A CONFERENCE BUILT ON THE COLLECTIVE WISDOM OF OUR COMMUNITIES
Opening Night Presentation:
Wednesday, Oct 20, 2021
Register Here for Free!
6:00 pm – 8:00 pm (PDT) via webinar
Thursday and Friday
Oct 21 and 22, 2021
Day 1: 9am – 8pm (PDT) via webinar
Day 2: 9am – 4pm (PDT) via webinar
October 21, 2021
Welcome and Land Acknowledgement (9:00 am to 9:10 am)
Sharon Sutherland — Mediate BC, Vancouver
Darsey Meredith — CoRe Conflict Resolution Society, Vancouver
Plenary Speaker: “Deconstructing Artificial Borders” (9:10 am to 9:50 am)

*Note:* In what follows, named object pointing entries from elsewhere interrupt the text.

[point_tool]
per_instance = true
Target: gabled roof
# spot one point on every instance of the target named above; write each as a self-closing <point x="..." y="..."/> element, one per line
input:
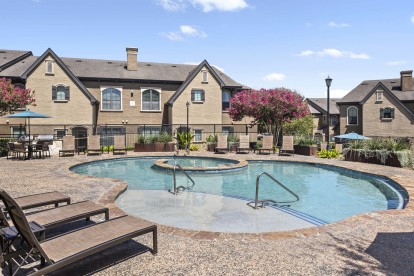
<point x="359" y="93"/>
<point x="64" y="68"/>
<point x="10" y="57"/>
<point x="192" y="75"/>
<point x="320" y="105"/>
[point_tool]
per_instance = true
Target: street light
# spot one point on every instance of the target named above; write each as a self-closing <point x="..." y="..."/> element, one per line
<point x="328" y="81"/>
<point x="187" y="134"/>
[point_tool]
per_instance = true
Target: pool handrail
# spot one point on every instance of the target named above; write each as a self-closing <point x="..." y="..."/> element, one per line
<point x="177" y="189"/>
<point x="256" y="201"/>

Tony Penikett – Former Yukon Premier and polar research advisor
Tony Penikett will speak about the challenges in building understanding around treaties and also the ongoing work of bringing together polar communities, Indigenous and non-Indigenous, for collaborative action on climate change.
Concurrent Sessions (10:00 am to 12:00 pm)
Block A (details TBC)
Mediation in Kenya
(6-minute presentations from Fellows of 2021 Wasilianahub Fellowship. Hosted by Emily Martin.)
Establishment of a mediation office in Tharaka Nithi County – Kenya to enable people to assess dispute conflicts in Tharaka Nithi County Kenya with ease.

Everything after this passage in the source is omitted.